3. Altri punti di condivisione sono dettati dalle norme che nessuno mette in discussione perché vincolano tutti, dalle convenzioni e leggi del mare fino alla carta dei diritti fondamentali dell’Ue che ne esprime i principi e valori fondamentali: “La dignità umana è inviolabile. Essa deve essere rispettata e tutelata”. “Ogni individuo ha diritto alla vita ed alla propria integrità fisica e psichica”. “Nessuno può essere sottoposto a tortura, né a pene o trattamenti inumani o degradanti né può essere tenuto in condizioni di schiavitù o di servitù”. Il governo tutto, a partire dal presidente del Consiglio a cui spetta la definizione degli orientamenti, ha quindi una chiara base comune di riferimento, che coincide con quella delle ong e della società civile. Sulla delega ai libici, nell’immediato, della gestione dei salvataggi, anche l’art. 3 della recente legge sul delitto di tortura (110/2017) è un punto che unifica, vincolando l’intero governo e ogni forza politica al rispetto della legge. In Libia i migranti subiscono tutto ciò che noi, tutti noi, istituzioni, ong, società civile, partiti politici consideriamo inammissibile: trattamenti inumani, sequestri di persona, torture, abusi, stupri, lavori forzati, schiavismo. Ora servirebbe solo essere coerenti.
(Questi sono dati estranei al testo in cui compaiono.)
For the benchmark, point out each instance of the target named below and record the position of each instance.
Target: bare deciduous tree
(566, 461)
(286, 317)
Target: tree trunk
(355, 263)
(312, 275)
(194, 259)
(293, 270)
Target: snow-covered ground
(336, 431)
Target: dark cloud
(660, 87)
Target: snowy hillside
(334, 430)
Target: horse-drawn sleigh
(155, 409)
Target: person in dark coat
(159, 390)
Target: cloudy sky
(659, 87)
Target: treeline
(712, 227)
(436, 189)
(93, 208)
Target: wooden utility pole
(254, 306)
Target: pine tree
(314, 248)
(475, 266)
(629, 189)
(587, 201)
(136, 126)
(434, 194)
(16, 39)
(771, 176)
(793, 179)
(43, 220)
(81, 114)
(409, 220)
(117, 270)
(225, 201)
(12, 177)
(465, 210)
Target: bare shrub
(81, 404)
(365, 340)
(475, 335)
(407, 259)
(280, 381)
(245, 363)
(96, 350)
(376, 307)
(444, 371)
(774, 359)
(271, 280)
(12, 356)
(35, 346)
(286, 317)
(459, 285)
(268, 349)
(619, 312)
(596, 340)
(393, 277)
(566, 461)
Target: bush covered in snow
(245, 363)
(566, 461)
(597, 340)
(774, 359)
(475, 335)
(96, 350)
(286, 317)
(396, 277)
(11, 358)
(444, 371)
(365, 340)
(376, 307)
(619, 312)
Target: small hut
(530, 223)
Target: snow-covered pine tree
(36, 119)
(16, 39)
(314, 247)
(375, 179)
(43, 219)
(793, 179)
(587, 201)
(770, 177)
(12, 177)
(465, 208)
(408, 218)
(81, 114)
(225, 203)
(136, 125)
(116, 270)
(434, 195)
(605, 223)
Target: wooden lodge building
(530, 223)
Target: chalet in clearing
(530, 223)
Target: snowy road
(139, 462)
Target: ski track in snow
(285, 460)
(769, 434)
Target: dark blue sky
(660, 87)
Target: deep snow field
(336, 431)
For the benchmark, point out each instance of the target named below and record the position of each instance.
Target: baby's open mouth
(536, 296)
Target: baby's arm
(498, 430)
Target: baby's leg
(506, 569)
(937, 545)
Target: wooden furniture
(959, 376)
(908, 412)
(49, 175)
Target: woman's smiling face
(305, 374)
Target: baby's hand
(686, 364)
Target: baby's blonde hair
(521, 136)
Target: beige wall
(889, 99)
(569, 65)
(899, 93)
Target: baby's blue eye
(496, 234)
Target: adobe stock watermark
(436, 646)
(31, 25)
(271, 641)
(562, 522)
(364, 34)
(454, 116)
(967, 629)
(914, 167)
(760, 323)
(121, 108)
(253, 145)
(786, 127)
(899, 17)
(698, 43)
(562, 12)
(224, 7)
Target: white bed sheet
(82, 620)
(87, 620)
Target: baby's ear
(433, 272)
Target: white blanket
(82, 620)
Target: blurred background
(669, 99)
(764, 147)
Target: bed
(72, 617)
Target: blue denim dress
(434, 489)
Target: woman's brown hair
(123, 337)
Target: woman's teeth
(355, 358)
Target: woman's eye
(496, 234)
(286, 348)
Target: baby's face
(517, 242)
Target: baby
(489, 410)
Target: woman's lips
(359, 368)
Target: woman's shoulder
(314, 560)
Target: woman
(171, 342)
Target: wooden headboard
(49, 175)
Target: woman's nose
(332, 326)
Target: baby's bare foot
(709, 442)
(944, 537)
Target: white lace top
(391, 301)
L’immigrazione, i fenomeni migratori, la mobilità umana sono realtà complesse e sotto i nostri occhi. Richiedono una presa di coscienza comune, informata, consapevole delle difficoltà e delle opportunità, insieme alla loro ineluttabilità. Girarsi dall’altra parte o pensare di risolvere i problemi con alcuni slogan o proclami accattivanti quanto ingannevoli in realtà li aggrava. Perché non affrontarli e non gestirli, complessivamente e coerentemente, senza ulteriori ritardi, riduce le nostre capacità di poterlo fare quando i proclami dimostreranno tutta la loro menzognera vuotezza. Anche per questo, cercare di appianare rapidamente le contrapposizioni ‘superabili’, non poche a mio avviso, nel governo, nella politica e nella società civile e tra queste entità, evitando per quanto possibile di alimentarle, è uno sforzo che dovremmo responsabilmente assumerci.